Sixty years ago, besides the brilliant discoveries of Franklin in electricity, scarcely any thing had been done among us in the way of original discovery. Our men of science were content with repeating the experiments and diffusing a knowledge of the discoveries of the learned of the Old World, without attempting to add a single new fact or principle to the existing stock. Within the last twenty-five or thirty years a remarkable improvement has taken place in this respect. Our natural history has been explored in all its branches; our geology has been investigated with results of the highest interest to practical and theoretical science. Discoveries have been made in pure chemistry and electricity, which have received the approbation of the world. The advance which has been made in meteorology in this country, within the last twenty years, is equal to that made during the same period in all the world besides.
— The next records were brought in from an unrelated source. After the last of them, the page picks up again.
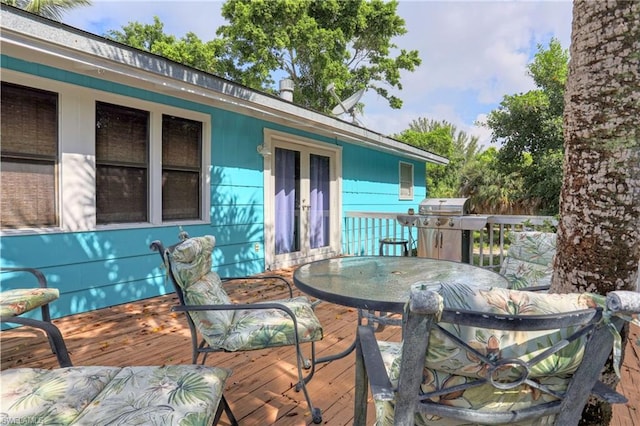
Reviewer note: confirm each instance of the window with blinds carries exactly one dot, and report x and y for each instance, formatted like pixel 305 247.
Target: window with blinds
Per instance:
pixel 406 181
pixel 181 168
pixel 29 157
pixel 122 164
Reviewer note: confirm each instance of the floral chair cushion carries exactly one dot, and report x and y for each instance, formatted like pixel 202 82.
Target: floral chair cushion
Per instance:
pixel 234 330
pixel 529 261
pixel 448 365
pixel 20 300
pixel 170 395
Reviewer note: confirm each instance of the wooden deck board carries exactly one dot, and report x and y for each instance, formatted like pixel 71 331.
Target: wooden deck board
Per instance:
pixel 260 391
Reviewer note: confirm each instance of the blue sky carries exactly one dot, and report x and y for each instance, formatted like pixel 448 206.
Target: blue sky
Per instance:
pixel 473 52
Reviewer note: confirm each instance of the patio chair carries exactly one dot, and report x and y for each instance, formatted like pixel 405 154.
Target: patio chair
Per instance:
pixel 491 356
pixel 18 301
pixel 217 324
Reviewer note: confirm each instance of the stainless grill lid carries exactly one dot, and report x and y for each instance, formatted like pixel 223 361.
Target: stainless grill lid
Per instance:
pixel 444 206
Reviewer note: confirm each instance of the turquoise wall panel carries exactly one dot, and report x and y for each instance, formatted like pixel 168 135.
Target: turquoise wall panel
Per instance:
pixel 108 267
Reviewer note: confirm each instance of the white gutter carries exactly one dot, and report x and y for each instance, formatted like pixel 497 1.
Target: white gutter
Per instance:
pixel 86 52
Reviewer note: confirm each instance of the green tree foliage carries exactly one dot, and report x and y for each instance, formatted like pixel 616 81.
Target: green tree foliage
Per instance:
pixel 491 191
pixel 442 138
pixel 317 42
pixel 188 50
pixel 531 123
pixel 52 9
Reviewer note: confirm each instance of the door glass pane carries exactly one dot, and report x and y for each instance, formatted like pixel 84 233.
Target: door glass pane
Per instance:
pixel 319 200
pixel 287 205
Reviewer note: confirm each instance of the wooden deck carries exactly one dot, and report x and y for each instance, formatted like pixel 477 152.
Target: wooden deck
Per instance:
pixel 260 391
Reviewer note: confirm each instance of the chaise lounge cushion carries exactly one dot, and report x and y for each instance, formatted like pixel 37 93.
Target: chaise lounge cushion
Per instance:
pixel 169 395
pixel 448 365
pixel 241 329
pixel 529 260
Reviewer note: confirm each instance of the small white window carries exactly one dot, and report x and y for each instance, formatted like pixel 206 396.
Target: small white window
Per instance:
pixel 406 181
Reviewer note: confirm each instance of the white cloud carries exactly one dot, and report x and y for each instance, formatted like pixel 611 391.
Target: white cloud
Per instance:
pixel 473 52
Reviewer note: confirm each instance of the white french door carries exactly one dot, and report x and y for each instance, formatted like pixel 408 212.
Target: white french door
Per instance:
pixel 302 200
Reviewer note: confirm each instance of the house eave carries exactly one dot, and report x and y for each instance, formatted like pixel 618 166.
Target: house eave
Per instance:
pixel 25 35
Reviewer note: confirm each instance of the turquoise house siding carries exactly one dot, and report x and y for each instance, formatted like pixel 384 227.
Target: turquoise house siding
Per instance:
pixel 104 267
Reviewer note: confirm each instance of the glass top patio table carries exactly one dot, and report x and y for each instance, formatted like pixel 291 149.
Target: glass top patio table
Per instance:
pixel 381 283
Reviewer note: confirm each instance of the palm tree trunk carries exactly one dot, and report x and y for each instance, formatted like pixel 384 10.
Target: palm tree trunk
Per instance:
pixel 598 248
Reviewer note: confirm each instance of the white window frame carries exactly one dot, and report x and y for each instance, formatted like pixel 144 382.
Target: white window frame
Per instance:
pixel 76 145
pixel 410 183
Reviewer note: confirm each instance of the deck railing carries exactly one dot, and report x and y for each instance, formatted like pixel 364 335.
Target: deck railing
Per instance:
pixel 364 230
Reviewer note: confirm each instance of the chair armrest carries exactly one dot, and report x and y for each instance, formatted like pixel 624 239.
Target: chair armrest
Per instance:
pixel 623 302
pixel 535 288
pixel 42 280
pixel 260 278
pixel 381 387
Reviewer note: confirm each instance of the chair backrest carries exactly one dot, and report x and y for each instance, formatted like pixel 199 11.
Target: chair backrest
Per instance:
pixel 188 266
pixel 529 259
pixel 498 355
In 1793 there was not in the United States an instrument with which a good observation of the heavenly bodies could be made. There are now instruments at Washington, Cambridge, and Cincinnati equal to those at the best European observatories, and the original discoveries in astronomy within the last five years, in this country, are among the most brilliant of the age. I can hardly refrain from saying, in this connection, that the "Celestial Mechanics" of La Place has been translated and commented upon by Bowditch.

Our knowledge of the geography and topography of the American continent has been rapidly extended by the labor and science of the officers of the United States army, and discoveries of much interest in distant seas have resulted from the enterprise of the navy.